To use the post-quantum cipher suites with AWS KMS, you need the preview release of the AWS Common Runtime (CRT) HTTP client for the AWS SDK for Java 2.x as well as configure the AWS CRT HTTP client to use the s2n post-quantum hybrid cipher suites. These are both open source projects which you can find here and here.
Partner / Industry spotlight
Announcing Red Hat OpenShift Service on AWS Bob Wise and Raja Jadeja introduce a new offering, Red Hat OpenShift Service on AWS (ROSA), that is available in preview today. ROSA will provide a fully managed OpenShift service with integrated cluster creation, consumption-based billing model, single invoice through AWS, and joint support from AWS and Red Hat.

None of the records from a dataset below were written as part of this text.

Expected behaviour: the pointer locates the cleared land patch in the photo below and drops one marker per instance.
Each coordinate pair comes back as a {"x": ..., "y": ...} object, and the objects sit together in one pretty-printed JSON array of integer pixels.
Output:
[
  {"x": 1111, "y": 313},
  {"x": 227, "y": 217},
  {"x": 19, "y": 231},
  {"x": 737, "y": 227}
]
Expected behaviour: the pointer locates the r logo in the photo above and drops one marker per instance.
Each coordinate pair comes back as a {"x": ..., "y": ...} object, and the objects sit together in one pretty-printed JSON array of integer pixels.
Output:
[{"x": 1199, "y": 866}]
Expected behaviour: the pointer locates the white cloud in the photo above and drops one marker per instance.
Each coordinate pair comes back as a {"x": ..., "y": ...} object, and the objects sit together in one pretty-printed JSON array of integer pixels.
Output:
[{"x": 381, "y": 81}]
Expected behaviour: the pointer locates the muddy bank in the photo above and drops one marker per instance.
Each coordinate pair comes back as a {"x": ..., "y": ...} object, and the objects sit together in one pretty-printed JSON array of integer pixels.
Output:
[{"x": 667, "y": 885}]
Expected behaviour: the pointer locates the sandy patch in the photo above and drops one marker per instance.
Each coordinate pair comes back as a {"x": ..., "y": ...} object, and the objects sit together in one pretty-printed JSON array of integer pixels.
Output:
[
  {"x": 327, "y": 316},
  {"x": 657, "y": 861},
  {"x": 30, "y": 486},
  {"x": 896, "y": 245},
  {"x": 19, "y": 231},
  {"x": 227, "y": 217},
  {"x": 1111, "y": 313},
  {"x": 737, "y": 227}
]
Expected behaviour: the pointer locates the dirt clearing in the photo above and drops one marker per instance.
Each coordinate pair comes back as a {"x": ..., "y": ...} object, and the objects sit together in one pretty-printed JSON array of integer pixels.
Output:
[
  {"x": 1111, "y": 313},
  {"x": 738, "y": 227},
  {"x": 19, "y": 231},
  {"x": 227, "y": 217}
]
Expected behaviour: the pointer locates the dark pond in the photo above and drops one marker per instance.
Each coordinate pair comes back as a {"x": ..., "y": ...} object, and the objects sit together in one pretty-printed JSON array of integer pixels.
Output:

Bob and Raja cover how this will work and share with you how to sign up for the preview.
Simpson College and eThink Education: Promoting institutional success through Moodle this is a case study on how the Simpson College together with eThink Education, an AWS Partner, were able to respond quickly to the changing demands brought about by the pandemic, and deploy Moodle, a well known open source learning management system. Beyond providing students with information on courses, it has also helped fuel success for students and the institution, and set up a new way of operating beyond the pandemic.
Case Studies and Industries
What is Trapheus? this post is from Namita Devadas and Rohit Kumar, Senior Software Engineers at Intuit introduce Trapheus. I covered this project a few weeks ago in this newsletter, and Trapheus is an open source Python serverless utility for automated restoration of Relational Database Service (RDS) instances from snapshots into any development, staging, or production environments. This post provides more details as to this projects capabilities as well as walks you through how to get started and a peek at what the future/road map looks like.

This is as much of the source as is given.